Masvidal has 78 per cent takedown defence and even when he is taken to the floor he’s great at getting back to his feet via scrambles or wall-walking. He has been training with three-time NCAA Division 1 wrestling champion Bo Nickal to work on his wrestling and that should pay dividends against Usman.
Here’s a video from Jack Slack breaking down some of Masvidal’s most effective techniques.

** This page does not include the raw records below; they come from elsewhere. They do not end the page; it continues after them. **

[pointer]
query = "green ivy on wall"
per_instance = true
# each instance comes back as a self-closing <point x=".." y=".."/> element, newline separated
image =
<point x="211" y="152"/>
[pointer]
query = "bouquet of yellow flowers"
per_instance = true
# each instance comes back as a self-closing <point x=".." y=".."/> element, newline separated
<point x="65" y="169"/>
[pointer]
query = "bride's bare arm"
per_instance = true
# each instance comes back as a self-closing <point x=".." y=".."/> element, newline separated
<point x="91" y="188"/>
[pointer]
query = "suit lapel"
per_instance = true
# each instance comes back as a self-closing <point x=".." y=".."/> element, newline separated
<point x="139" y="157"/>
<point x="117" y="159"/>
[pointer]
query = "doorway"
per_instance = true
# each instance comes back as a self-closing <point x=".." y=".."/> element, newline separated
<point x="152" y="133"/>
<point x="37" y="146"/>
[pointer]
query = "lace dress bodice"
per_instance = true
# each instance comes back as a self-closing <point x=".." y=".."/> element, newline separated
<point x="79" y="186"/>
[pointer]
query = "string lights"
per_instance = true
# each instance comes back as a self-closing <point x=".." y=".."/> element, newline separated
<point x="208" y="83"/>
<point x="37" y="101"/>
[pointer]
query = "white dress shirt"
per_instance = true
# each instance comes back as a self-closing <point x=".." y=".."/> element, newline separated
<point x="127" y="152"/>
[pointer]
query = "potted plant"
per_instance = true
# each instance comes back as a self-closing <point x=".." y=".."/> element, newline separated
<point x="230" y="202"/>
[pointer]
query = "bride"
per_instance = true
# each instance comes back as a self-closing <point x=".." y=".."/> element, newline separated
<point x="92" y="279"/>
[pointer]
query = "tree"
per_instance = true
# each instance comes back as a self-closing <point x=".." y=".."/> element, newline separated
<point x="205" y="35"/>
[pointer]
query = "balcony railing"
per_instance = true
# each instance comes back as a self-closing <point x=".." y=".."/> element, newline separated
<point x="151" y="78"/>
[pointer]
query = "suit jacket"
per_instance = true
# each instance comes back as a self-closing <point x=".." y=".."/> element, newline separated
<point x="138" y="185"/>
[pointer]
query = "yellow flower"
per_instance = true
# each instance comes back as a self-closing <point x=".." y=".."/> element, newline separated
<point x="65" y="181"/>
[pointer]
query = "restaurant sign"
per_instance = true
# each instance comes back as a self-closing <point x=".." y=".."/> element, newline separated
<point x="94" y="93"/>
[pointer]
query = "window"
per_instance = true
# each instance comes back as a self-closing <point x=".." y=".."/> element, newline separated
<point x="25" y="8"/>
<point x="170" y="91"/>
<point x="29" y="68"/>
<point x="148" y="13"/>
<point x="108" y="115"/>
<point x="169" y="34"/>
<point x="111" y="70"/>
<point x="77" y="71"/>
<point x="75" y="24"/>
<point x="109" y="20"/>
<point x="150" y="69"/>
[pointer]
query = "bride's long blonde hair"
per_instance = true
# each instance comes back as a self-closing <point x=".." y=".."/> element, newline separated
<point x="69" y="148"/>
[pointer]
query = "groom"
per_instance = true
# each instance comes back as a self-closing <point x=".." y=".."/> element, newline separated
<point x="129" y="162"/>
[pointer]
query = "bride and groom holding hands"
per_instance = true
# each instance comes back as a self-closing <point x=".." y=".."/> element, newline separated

IS THE BMF TITLE ALSO ON THE LINE?
The BMF title is less about wins and losses and more about how a person fights and carries himself. Since Usman goes the distance in the vast majority of his fights and he wins by grinding out most of his opponents with wrestling, he hasn’t necessarily fallen into that BMF category. His performance against Covington changed a lot of minds, though, and if he has a similar performance against Masvidal then we might have to reconsider what truly constitutes a BMF.
White confirmed this week to TMZ that the BMF belt won’t be on the line, only Usman’s gold.
“It is not on the line,” White said. “Usman wants it to be on the line so bad, he will not stop texting me saying, ‘I don’t understand why this belt isn’t on the line. This guy’s running around saying he’s the BMF champ. I want to squash it all. He’s not going to win my title, and I’m going take his BMF belt.’ Believe me, Usman has not stopped terrorizing me about this.”